Let $A$ be a set of all complex numbers $z$ such that $z^24=1$ and let $B$ be the set of all complex numbers $w$ such that $w^54=1.$ That is: \begin{align*}A&=\{z\;|\;z^{24}=1\}\\ B&=\{z\;|\;z^{54}=1\}\\ \end{align*} Finally, let $C$ be the set of all complex numbers that can be formed by multiplying an element of $A$ by an element of $B$:
$C=\{zw\;|\;z\in A,w\in B\}.$
How many distinct elements are there in $C$?
I'm pretty stuck on this problem and don't know where to go. Any help would be very much appreciated!
This one gets easier after looking at it in its abstract content.

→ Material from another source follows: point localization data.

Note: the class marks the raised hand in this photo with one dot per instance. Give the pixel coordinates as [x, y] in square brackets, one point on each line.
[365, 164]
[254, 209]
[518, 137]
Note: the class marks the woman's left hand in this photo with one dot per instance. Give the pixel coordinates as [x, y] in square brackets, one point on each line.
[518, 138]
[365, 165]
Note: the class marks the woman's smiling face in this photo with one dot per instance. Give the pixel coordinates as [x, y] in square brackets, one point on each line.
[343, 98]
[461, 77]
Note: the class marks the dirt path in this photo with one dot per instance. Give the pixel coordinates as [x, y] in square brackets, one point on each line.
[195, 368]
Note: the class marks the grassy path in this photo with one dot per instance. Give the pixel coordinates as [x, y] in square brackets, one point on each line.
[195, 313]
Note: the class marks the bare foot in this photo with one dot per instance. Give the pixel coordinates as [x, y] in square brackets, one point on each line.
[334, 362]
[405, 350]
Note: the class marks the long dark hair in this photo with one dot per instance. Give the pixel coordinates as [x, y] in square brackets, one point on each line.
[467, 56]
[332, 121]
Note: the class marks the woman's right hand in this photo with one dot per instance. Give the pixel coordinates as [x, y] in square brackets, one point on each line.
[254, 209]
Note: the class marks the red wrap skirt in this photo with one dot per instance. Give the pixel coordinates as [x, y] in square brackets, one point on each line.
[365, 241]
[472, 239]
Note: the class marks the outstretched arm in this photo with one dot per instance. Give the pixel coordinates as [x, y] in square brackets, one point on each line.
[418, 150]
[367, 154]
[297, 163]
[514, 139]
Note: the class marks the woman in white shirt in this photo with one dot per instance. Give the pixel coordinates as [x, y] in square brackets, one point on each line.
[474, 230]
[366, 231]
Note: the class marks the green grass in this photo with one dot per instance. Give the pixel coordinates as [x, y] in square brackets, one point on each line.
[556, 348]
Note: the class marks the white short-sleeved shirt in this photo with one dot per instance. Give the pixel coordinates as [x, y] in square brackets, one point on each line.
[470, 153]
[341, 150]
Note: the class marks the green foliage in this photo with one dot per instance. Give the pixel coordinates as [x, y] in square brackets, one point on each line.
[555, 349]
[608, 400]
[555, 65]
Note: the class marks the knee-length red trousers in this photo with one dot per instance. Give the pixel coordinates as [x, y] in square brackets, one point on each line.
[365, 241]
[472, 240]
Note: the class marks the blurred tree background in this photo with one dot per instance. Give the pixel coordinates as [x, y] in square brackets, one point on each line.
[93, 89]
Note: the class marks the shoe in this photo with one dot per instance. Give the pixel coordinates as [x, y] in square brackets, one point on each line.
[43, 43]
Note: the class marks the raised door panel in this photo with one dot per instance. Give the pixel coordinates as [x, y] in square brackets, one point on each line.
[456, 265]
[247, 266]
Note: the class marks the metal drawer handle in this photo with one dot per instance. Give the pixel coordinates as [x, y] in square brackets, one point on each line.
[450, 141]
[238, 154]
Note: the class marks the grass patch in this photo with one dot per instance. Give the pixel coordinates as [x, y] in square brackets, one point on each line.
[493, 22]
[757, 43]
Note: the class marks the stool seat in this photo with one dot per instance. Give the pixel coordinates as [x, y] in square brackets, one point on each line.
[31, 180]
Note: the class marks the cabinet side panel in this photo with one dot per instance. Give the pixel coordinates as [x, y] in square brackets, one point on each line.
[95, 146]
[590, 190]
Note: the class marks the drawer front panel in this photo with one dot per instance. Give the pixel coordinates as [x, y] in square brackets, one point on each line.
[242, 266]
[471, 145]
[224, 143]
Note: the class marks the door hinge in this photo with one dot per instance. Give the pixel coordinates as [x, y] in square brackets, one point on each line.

You have a finite abelian group $G$ (the one Jack Yoon mentioned in his comments) and two subgroups $A,B \subset G$. The question is: How to determine |AB|?
The answer is the exact sequence
$$1 \to A \cap B \to A \times B \to AB \to 1$$
with the first map given by $x \mapsto (x,x^{-1})$ (the second map should be more obvious).
This shows $|AB| = \frac{|A||B|}{|A \cap B|}$. Note that $|A \cap B|$ is often easier to determine than $|AB|$, especially in your case.